Hart v Hart (2018) EWCA Civ 1053

Facts:

  • A final order was made in 2015 requiring the husband (‘H’) to transfer ownership of a company to the wife (‘W’) (‘the Final Order’). H had given undertakings to take all necessary steps to ensure that W could manage the company effectively, which included providing W with all necessary documents and information. H was also required by two subsequent court orders to produce specific documents for W.
  • H failed to comply with his undertaking and with the subsequent court orders. W commenced committal proceedings. H was found to be in contempt of court. The judge held that the contempt was so serious, persistent and damaging that despite H’s advanced age of 83, only an immediate custodial sentence was appropriate. H was sentenced to 14 months imprisonment.
  • H appealed against the committal order. He claimed that the undertaking was outside the court’s powers, was in any case too vague and imprecise to be the basis for a committal application, and that he had not in fact breached it. H argued that the orders were also outside the court’s powers, given that they were made after the Final Order and that the relevant documents were the property of the company and/or outside H’s control; and that he had sufficiently complied with the order. Finally, he argued that his sentence was excessive.
  • W conceded that the appeal regarding the undertaking should be allowed, as a ‘pragmatic’ move.

Held:

  • The contested aspects of H’s appeal were unsuccessful. Given however that W conceded that the appeal should be allowed with regard to the committal order resulting from the breach of the undertaking, this aspect of the sentence was set aside.
  • H had waited far too long to challenge the undertaking, or the court’s power to make the orders it did in 2015 and thereafter. The delay had caused significant prejudice to W. Nevertheless, because this was an appeal from a committal order, the court would address H’s arguments on these issues.
  • The undertaking was not outside the court’s power. Per Moylan LJ (giving the unanimous decision of the court):

[59]      Undertakings will often form part of a final financial remedy order; will frequently engage with issues which are outside the scope of the 1973 Act (for the reasons given in Livesey v Jenkins); and will also typically create obligations which continue beyond the implementation of the specific provisions of the order made under the 1973 Act.

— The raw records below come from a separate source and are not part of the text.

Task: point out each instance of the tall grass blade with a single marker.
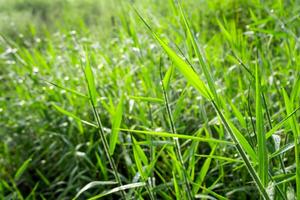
(296, 133)
(261, 137)
(116, 122)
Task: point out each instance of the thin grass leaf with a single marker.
(167, 77)
(202, 174)
(22, 169)
(282, 150)
(203, 64)
(77, 119)
(90, 81)
(147, 99)
(281, 123)
(296, 133)
(171, 135)
(93, 184)
(67, 89)
(220, 158)
(118, 189)
(117, 119)
(261, 137)
(183, 67)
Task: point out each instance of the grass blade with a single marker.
(22, 169)
(91, 185)
(118, 189)
(261, 137)
(117, 119)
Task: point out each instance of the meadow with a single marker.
(150, 99)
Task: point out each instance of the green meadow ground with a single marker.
(149, 99)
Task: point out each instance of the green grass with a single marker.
(149, 99)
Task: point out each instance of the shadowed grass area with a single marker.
(149, 99)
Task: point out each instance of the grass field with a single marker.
(149, 99)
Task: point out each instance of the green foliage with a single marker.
(149, 99)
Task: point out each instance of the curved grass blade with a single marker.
(261, 137)
(118, 189)
(93, 184)
(117, 119)
(22, 169)
(171, 135)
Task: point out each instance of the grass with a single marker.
(150, 100)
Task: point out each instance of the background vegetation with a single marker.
(149, 99)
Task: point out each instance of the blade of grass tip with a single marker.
(204, 169)
(69, 114)
(91, 185)
(176, 187)
(67, 89)
(261, 137)
(183, 67)
(118, 189)
(22, 169)
(167, 78)
(242, 153)
(176, 141)
(116, 122)
(194, 80)
(140, 159)
(296, 133)
(172, 135)
(200, 56)
(281, 123)
(92, 93)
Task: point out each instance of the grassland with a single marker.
(149, 99)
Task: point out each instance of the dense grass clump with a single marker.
(149, 99)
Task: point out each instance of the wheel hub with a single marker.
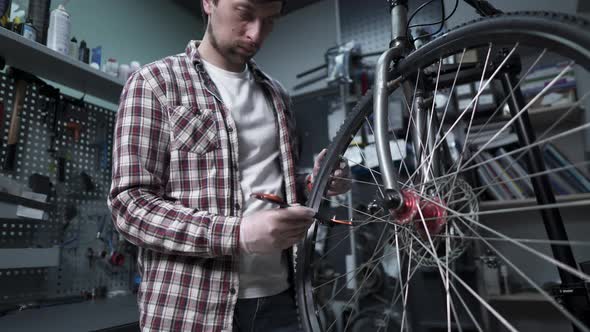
(432, 211)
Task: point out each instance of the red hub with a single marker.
(435, 217)
(433, 210)
(407, 212)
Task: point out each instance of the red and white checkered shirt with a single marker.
(176, 190)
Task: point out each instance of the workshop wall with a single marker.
(298, 43)
(141, 30)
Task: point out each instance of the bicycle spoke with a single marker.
(521, 240)
(460, 117)
(462, 154)
(520, 112)
(370, 170)
(569, 269)
(469, 289)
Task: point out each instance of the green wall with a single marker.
(142, 30)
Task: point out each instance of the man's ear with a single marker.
(207, 6)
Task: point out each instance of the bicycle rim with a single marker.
(455, 196)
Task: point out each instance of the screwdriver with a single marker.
(274, 199)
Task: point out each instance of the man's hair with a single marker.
(205, 18)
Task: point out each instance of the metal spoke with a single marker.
(460, 117)
(469, 289)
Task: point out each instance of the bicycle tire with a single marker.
(566, 33)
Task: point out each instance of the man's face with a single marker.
(237, 28)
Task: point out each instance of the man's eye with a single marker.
(245, 14)
(269, 21)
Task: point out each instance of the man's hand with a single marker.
(269, 231)
(340, 177)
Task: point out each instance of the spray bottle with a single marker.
(58, 36)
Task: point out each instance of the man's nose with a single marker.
(254, 32)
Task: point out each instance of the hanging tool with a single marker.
(274, 199)
(17, 106)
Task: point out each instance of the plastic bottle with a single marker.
(58, 36)
(28, 30)
(134, 66)
(74, 48)
(4, 13)
(39, 15)
(84, 52)
(124, 71)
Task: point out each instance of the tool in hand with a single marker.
(279, 201)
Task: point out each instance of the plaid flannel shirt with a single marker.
(176, 190)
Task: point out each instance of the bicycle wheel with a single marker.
(379, 260)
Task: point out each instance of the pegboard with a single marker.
(369, 22)
(83, 139)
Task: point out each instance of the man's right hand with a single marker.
(269, 231)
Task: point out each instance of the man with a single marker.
(196, 134)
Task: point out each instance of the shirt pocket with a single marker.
(193, 130)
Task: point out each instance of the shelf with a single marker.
(518, 297)
(546, 116)
(540, 117)
(41, 61)
(494, 205)
(9, 198)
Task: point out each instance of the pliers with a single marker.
(274, 199)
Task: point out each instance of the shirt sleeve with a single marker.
(140, 210)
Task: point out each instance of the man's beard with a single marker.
(230, 53)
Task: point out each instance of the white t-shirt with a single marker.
(260, 275)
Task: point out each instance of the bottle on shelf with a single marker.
(5, 13)
(39, 15)
(74, 48)
(58, 36)
(84, 52)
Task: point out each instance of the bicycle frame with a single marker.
(422, 120)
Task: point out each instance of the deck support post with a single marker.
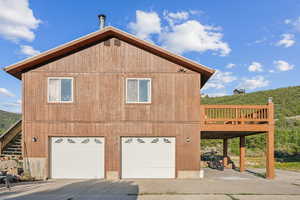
(270, 165)
(225, 152)
(270, 173)
(242, 153)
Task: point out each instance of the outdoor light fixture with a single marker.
(188, 139)
(34, 139)
(270, 99)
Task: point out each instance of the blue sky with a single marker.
(252, 44)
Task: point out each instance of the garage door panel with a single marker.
(77, 157)
(148, 157)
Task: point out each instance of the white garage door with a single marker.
(77, 157)
(148, 157)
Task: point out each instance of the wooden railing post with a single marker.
(242, 153)
(270, 165)
(225, 152)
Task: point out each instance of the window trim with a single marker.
(60, 78)
(138, 90)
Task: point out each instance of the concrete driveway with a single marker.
(229, 185)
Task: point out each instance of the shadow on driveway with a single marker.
(68, 190)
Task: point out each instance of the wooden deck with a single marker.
(227, 121)
(230, 121)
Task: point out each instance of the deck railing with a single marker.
(236, 114)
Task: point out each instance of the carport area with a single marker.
(226, 122)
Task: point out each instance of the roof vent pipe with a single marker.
(101, 21)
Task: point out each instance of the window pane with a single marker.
(66, 89)
(144, 90)
(132, 90)
(54, 90)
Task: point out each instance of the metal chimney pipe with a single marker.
(101, 18)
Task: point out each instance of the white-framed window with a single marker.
(60, 89)
(138, 90)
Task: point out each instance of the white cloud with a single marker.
(294, 23)
(29, 50)
(6, 92)
(147, 23)
(180, 35)
(230, 65)
(194, 36)
(17, 20)
(255, 67)
(175, 17)
(219, 79)
(282, 65)
(254, 83)
(287, 40)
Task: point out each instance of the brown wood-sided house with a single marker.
(109, 105)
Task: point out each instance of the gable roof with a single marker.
(23, 66)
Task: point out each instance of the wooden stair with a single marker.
(14, 147)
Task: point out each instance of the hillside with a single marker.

  • Further, per Birch v Birch [2017] 1 WLR 2959, it is not possible to appeal an undertaking. An undertaking is a promise which is volunteered to the court rather than imposed, and so the court has no power to impose a variation. The correct process would be to apply to be discharged from the undertaking, usually by offering an undertaking in alternative language. H had not done so, and so the undertaking remained in force.
  • The court’s jurisdiction did not end with the Final Order. The subsequent orders were ‘supportive or ancillary’ to W’s rights under the Final Order. Further, the court had every power to make orders in respect of the company’s property when H was being ordered to deliver up documents to W which he had no right to retain.
  • H’s argument that the documents in question were outside of his control was without merit. The order had made clear that H was to deliver up such of the documents “as are currently in [his] possession, custody or control”. Further, one of the orders contained a recital recording that the husband had “confirmed that the documents … were available and could be provided”.
  • Finally, the sentence that H had received was appropriate in the circumstances of the case. The trial judge had taken into account the aggravating and mitigating factors, sentencing policy, and the seriousness of H’s contempt. He had weighed all of the relevant factors and there was nothing to suggest that he gave too much weight to some and too little weight to others.